TIL: How to improve language detection using langdetect

Welcome to the second TIL ✌🏻, where I share small lessons I’ve learnt, these generally aren’t substantial enough to be their fully-featured blog post but are worth sharing, just in case someone else is looking at the same problem.

Today I’ll be telling you about how you can sometimes improve language detection in a Python package called langdetect. If you read the last TIL you’ll know that I have been working on refactoring a Python application that generates a deck based on a list of words given.

One of the problems I noticed in my testing is many words that have origins in other languages or are ambiguous were often not translated correctly as a result of langdetect’s classification and in part by my very simple translation generator:

def __translate_word(self, word):
    translation_dict = {"en": "", "de": "", "artikle": ""}

    if detector_factory.detect() == 'en':
        translate_api_url = self.CONFIG.TRANSLATE_API_URL.format('en', 'de')
        translation_dict["en"] = word
        translation_dict["de"] = self.__request_translation(translate_api_url)
    elif detector_factory.detect() == 'de':
        translate_api_url = self.CONFIG.TRANSLATE_API_URL.format('de', 'en')
        translation_dict["de"] = word
        translation_dict["en"] = self.__request_translation(translate_api_url)
    else:
        translate_api_url = self.CONFIG.TRANSLATE_API_URL.format('de', 'en')
        translation_dict["de"] = word
        translation_dict["en"] = self.__request_translation(translate_api_url)

    translation_dict["artikle"] = self.__identify_article(translation_dict["de"])
    return translation_dict

One of the solutions I considered was just using Google’s detect API to determine which language was being used but this would likely have similar issues to langdetect.

What I needed to do was reduce the problem space, I know that we will only use two languages, English or German so instead of taking the returned language and trying to determine if the original word is borrowed and used by English or German (or both), we could just specify that each word we provide will either be German or English.

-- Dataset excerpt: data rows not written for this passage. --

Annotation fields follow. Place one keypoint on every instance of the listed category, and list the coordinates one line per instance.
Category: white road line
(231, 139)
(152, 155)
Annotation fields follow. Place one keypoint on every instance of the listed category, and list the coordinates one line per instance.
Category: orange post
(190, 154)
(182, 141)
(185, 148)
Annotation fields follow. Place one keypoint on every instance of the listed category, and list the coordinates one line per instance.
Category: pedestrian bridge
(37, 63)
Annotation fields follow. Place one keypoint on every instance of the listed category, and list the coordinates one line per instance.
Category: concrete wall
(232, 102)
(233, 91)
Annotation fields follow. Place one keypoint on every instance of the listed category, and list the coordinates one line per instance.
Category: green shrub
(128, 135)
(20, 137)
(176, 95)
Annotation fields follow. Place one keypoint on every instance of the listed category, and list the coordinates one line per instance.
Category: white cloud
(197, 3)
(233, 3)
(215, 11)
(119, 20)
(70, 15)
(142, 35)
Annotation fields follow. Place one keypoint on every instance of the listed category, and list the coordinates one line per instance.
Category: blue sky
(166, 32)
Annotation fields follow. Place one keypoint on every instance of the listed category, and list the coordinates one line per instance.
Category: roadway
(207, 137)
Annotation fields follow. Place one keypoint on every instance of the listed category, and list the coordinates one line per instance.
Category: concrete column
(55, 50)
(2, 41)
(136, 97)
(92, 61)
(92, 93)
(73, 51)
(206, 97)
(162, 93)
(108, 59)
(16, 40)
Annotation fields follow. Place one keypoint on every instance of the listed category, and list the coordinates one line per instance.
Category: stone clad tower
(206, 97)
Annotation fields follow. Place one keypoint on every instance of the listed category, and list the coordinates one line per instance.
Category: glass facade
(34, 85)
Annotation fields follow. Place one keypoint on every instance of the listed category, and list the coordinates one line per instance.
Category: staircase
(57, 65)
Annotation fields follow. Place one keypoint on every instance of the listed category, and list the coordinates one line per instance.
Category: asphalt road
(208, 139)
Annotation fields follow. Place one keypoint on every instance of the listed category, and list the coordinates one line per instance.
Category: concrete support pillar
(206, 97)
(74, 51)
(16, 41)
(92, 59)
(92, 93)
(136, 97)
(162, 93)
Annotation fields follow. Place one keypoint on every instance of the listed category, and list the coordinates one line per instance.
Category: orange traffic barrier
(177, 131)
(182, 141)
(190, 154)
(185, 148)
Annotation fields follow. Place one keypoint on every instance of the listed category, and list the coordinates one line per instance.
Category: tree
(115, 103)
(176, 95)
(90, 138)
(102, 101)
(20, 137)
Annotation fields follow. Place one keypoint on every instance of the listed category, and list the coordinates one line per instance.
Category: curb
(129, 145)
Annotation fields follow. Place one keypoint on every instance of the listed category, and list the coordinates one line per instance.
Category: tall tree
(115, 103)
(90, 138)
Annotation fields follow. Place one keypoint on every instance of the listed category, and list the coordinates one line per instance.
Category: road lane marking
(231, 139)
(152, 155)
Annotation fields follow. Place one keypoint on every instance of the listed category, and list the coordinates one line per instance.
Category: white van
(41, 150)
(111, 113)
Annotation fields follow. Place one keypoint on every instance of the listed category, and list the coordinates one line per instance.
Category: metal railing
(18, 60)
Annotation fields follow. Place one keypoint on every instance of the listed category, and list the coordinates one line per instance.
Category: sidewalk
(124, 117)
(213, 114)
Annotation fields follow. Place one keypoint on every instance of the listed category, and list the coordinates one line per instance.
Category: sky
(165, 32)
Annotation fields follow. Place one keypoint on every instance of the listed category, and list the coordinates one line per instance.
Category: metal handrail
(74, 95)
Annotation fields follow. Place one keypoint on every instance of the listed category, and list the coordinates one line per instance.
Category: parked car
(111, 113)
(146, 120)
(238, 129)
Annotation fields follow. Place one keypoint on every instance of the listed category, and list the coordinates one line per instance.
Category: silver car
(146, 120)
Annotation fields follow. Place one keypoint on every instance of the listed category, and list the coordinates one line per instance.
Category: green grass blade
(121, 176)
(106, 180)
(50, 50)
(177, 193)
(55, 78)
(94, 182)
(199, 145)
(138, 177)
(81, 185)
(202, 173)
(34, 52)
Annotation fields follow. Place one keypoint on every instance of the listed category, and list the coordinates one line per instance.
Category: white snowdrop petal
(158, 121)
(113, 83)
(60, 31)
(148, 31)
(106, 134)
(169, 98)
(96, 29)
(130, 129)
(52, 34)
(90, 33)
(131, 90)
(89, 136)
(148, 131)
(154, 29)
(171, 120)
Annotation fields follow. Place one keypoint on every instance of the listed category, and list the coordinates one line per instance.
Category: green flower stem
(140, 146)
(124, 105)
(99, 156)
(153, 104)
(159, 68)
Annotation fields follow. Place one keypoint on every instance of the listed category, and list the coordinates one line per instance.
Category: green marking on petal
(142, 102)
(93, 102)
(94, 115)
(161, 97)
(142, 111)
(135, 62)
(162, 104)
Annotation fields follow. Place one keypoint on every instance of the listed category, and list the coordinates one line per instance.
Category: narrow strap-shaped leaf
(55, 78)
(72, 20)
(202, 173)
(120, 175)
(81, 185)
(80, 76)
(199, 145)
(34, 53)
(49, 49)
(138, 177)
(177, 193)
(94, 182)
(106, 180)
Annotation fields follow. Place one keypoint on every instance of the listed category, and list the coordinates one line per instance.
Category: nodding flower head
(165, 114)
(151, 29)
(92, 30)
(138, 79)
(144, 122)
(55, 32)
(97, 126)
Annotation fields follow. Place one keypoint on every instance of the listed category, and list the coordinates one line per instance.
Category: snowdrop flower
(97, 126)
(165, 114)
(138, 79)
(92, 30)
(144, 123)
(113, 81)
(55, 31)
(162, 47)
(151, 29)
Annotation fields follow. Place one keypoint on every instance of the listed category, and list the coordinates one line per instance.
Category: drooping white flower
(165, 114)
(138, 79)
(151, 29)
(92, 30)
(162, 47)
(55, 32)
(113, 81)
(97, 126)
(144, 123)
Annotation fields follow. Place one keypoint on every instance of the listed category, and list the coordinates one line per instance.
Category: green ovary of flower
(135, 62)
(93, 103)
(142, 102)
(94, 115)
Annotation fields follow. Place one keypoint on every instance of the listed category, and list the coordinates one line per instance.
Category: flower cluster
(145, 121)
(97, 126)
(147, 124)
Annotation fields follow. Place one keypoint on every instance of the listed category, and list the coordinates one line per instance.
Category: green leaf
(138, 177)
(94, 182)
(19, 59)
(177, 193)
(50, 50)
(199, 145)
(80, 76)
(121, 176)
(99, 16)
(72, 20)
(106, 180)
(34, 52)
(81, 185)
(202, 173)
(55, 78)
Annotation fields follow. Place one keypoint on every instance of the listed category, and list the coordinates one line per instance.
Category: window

In langdetect we do this by creating a new DetectorFactory which allows us to specify which languages we want to use and the probability assigned to each word, which can be helpful if you know you’re more likely to specify German words than English or vice versa.

# The __init__ from langdetect.DetectorFactory
def __init__(self):
    self.word_lang_prob_map = {}
    self.langlist = []

Before we can use our factory though we need to load profiles with DetectorFactory.load_profile(). For this code, I used the default profiles, but if you are using an unsupported language, you can add your own. Ultimately we will end up with something like this:

def init_detector_factory():
    # instantiate the DetectorFactory
    factory = langdetect.detector_factory.DetectorFactory()

    # load the default profiles
    factory.load_profile(langdetect.detector_factory.PROFILES_DIRECTORY)

    # create the factory
    detector = factory.create()

    # set the information about language probabilities
    detector.set_prior_map({"en": 0.5, "de": 0.5})

    return detector

Now all we need to do is add this to our __translate_word() method:

def __translate_word(self, word):
    translation_dict = {"en": "", "de": "", "artikle": ""}

    detector_factory = init_detector_factory()
    detector_factory.append(word)

    if detector_factory.detect() == 'en':
        translate_api_url = self.CONFIG.TRANSLATE_API_URL.format('en', 'de')
        translation_dict["en"] = word
        translation_dict["de"] = self.__request_translation(translate_api_url)
    elif detector_factory.detect() == 'de':
        translate_api_url = self.CONFIG.TRANSLATE_API_URL.format('de', 'en')
        translation_dict["de"] = word
        translation_dict["en"] = self.__request_translation(translate_api_url)
    else:
        translate_api_url = self.CONFIG.TRANSLATE_API_URL.format('de', 'en')
        translation_dict["de"] = word
        translation_dict["en"] = self.__request_translation(translate_api_url)

    translation_dict["artikle"] = self.__identify_article(translation_dict["de"])
    return translation_dict

The above example isn’t the most optimal code - technically, we can create the factory and load the profile once and, then each time we need to check a new word we create the factory and set the probability like so:

import langdetect

words = ["der Lenz", "the Uncle", "woman", "Wasser"]

 # instantiate the DetectorFactory
factory = langdetect.detector_factory.DetectorFactory()

# load the default profiles
factory.load_profile(langdetect.detector_factory.PROFILES_DIRECTORY)

for word in words:
    detector = factory.create()
    detector.set_prior_map({"en": 0.5, "de": 0.5})
    detector_factory.append(word)
    print(f"{word} - {detector_factory.detect()}")

But hopefully, it gives you an idea of how you can specify a set number of languages and the probability of them appearing when using langdetect.